Portuguese rancher (1828–1912)

Bernardo Fernandes, later known by the Spanish spelling of his name Bernardo Fernandez, (November 15, 1828 – May 12, 1912) was a Portuguese-born Californian rancher and entrepreneur in Contra Costa County, California.

==Biography==
Born in Portugal, Fernandez joined a ship to Brazil when he was 13 years old, rose to be a ship's captain, and first settled in the United States in 1850, operating coastal shipping from New York. In 1853 he arrived in Pinole, California, as a gold prospector, but decided to settle, operating a freight business between Contra Costa County and San Francisco and starting in 1857 acquiring land.

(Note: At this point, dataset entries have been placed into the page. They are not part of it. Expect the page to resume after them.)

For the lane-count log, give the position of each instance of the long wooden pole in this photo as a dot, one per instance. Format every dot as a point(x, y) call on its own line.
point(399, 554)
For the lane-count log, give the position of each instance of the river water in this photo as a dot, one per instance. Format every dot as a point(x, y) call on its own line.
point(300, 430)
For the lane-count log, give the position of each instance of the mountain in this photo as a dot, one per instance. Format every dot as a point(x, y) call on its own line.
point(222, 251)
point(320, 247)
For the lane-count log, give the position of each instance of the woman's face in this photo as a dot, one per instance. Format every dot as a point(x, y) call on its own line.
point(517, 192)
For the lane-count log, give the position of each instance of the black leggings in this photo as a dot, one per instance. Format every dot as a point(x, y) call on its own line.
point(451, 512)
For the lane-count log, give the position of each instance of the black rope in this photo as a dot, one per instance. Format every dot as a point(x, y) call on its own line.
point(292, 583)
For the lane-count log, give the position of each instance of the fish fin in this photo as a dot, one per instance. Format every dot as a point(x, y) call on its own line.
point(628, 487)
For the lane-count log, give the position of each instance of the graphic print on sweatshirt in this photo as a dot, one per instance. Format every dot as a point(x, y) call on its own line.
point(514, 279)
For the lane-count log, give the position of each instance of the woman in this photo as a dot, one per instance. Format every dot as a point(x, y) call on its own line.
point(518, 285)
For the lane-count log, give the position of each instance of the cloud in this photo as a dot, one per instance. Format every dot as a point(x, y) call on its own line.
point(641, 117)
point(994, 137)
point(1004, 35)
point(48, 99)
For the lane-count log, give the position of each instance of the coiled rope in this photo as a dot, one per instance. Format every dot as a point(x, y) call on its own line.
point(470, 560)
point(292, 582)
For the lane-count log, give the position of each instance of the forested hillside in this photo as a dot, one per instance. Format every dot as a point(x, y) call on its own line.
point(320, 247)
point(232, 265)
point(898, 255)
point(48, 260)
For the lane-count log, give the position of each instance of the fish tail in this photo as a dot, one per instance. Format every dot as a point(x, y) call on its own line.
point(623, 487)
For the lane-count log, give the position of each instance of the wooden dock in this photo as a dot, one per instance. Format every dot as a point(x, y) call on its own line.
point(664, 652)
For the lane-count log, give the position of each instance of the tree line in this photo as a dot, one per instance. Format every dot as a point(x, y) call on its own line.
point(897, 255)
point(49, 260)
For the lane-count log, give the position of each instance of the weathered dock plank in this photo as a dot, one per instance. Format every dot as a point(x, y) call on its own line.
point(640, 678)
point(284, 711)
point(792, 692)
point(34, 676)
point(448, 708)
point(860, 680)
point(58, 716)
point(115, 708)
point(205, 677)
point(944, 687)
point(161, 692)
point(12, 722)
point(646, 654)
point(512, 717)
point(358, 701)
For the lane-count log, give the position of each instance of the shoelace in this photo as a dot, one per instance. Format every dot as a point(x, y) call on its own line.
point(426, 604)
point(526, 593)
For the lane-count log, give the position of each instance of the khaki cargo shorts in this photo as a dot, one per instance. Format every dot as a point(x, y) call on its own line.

He eventually became the area's wealthiest resident, owning more than 20,000 acres in Pinole, Oakland, and San Francisco. Among his holdings was a 9,000-acre ranch in western Contra Costa County on which he grew wheat and raised cattle; the remaining 700 acres of the Fernandez Ranch were acquired as an open space preserve in 2004 and expanded in 2010 with the addition of the adjacent Franklin Canyon property, also originally part of the ranch.

In 1859 he married Carlotta Cuadra, a member of a Marin County pioneer family from Chile; they had six children. Their third home, a 22-room mansion built in about 1894, is preserved as the Bernardo Fernandez House. He died at home in Pinole in 1912.